Investors are trying to figure out why the Fed continues to raise interest rates. The most important job of the Fed is to contain inflation. That is what they target their actions to. Why then, with the most recent CPI index coming in flat year-over-year, does Greenspan and Co. continue to boost short-term rates?

This contradiction could very well be explained by many folks’ distrust of the government’s reporting of the CPI statistics. A flat CPI index seems strange given that prices for many goods and services are rising at a very fast rate, squeezing lower and middle class workers.

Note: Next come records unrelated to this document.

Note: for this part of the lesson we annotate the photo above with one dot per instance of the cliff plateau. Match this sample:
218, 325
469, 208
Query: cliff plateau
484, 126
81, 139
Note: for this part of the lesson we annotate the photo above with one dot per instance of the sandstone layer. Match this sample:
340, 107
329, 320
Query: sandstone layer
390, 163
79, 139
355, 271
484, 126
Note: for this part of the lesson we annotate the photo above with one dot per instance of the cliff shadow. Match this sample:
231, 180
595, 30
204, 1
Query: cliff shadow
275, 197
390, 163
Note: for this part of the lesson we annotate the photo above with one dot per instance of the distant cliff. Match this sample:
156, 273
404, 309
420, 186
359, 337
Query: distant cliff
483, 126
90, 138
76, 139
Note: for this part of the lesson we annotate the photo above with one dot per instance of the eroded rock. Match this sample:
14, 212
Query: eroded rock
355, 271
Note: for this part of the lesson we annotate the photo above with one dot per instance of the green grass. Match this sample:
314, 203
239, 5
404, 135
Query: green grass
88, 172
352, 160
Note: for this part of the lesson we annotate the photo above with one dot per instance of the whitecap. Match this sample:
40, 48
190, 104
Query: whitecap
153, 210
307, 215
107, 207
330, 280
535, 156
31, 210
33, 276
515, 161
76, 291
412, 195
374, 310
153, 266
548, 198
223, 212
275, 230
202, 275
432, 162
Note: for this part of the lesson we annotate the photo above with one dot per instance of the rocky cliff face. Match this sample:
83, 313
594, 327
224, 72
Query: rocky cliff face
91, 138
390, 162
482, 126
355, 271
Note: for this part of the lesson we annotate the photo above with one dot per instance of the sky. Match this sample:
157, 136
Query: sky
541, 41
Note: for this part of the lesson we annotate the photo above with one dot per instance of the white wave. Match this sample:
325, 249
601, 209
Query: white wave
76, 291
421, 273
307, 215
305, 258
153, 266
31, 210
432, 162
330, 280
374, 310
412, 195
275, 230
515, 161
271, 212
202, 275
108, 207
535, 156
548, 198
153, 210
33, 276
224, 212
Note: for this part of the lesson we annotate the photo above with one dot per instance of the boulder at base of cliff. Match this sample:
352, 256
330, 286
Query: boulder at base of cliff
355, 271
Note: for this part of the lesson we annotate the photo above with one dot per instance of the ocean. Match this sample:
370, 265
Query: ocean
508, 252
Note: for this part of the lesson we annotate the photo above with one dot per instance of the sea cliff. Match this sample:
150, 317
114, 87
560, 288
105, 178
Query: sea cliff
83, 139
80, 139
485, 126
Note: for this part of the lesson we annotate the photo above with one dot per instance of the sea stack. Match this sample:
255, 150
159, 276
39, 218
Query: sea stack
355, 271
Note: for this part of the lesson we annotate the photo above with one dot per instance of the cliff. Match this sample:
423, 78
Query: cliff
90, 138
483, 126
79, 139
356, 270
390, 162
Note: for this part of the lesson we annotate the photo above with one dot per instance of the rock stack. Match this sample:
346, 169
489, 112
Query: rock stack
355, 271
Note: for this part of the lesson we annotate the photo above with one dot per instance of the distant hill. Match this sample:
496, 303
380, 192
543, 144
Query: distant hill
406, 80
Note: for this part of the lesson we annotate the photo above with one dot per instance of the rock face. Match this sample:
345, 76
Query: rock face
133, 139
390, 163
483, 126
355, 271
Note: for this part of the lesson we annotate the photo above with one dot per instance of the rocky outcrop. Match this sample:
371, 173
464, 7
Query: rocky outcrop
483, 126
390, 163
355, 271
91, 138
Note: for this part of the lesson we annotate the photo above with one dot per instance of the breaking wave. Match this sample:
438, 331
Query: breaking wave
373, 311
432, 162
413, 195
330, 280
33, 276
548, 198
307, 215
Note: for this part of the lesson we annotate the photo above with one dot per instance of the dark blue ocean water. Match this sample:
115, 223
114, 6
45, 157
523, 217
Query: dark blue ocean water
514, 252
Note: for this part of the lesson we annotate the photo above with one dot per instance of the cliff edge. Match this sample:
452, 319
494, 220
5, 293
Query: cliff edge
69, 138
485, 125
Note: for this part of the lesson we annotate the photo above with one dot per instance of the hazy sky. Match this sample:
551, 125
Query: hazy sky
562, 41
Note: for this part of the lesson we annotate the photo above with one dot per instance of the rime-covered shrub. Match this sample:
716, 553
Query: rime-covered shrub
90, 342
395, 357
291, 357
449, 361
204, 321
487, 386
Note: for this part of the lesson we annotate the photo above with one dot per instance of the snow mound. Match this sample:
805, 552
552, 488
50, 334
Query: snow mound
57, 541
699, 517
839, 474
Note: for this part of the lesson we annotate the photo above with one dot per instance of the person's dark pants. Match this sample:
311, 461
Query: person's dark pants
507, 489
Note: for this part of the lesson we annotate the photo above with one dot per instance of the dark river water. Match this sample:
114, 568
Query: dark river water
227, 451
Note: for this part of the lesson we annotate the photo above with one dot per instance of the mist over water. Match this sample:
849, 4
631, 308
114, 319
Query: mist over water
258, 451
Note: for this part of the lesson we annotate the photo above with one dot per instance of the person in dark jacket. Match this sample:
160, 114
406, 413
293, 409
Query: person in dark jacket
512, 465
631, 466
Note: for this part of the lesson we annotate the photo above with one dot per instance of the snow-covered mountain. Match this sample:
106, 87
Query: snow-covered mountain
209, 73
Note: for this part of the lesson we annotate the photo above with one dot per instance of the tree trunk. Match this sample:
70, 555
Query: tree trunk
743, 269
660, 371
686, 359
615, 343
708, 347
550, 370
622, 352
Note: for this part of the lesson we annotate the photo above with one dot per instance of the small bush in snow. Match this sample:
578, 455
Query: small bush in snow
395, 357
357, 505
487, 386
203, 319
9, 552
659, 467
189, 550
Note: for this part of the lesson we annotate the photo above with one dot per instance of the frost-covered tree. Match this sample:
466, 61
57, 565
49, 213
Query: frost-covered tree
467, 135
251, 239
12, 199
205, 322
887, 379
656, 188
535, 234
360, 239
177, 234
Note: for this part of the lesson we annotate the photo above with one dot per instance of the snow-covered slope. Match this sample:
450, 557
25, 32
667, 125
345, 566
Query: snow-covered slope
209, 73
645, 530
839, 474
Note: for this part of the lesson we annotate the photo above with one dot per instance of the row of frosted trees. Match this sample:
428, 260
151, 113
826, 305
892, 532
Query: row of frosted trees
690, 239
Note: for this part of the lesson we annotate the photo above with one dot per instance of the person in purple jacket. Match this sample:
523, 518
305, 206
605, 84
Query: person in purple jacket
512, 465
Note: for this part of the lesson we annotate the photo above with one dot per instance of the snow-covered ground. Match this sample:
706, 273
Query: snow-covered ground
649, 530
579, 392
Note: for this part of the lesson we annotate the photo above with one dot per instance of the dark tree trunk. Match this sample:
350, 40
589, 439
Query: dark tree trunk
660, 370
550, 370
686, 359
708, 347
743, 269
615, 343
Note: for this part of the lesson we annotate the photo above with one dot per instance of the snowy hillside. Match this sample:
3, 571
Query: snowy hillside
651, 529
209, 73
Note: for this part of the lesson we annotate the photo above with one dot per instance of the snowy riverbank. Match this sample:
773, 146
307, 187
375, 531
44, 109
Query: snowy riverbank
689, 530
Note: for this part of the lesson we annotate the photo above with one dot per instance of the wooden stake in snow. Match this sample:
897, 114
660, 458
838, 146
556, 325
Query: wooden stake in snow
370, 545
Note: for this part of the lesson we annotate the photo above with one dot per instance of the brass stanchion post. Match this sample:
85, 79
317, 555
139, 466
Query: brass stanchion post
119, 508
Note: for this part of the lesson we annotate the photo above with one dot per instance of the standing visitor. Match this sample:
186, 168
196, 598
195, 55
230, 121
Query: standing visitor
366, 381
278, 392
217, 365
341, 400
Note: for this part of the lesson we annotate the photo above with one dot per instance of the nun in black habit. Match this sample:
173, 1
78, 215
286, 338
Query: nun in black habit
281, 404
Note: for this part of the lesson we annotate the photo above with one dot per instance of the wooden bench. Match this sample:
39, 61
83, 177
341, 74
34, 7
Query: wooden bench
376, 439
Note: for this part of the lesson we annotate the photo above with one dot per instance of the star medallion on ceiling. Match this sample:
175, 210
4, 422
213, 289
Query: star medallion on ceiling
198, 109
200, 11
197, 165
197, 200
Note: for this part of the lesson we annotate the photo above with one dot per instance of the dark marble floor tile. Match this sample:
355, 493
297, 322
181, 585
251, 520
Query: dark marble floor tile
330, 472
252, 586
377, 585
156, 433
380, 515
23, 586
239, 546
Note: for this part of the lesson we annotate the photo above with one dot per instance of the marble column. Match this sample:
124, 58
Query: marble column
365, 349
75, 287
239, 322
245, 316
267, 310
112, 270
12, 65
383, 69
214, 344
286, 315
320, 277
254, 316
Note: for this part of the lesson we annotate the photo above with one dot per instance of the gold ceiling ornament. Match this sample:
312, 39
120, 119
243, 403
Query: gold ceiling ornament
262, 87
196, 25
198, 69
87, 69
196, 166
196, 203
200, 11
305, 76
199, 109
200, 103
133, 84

Let’s take a closer look at the components of the CPI index. The largest are housing (42%), transportation (17%), food (15%), and medical care (6%). These four categories of goods and services account for 80% of the consumer price index, which is showing flat to slight increases in recent months.

Does anyone see anything suspicious about this? Real estate is seeing its biggest boom ever. Oil prices are at 20-year highs on an inflation-adjusted basis. Commodity prices are rising substantially, impacting food costs. Healthcare costs have been rising at double digit rates for years now.

Are these facts being accurately recognized in the government’s CPI data? I, along with many others, would argue no. And perhaps Chairman Greenspan and the FOMC feel the same way, causing them to raise the Fed Funds rate higher than some think is warranted.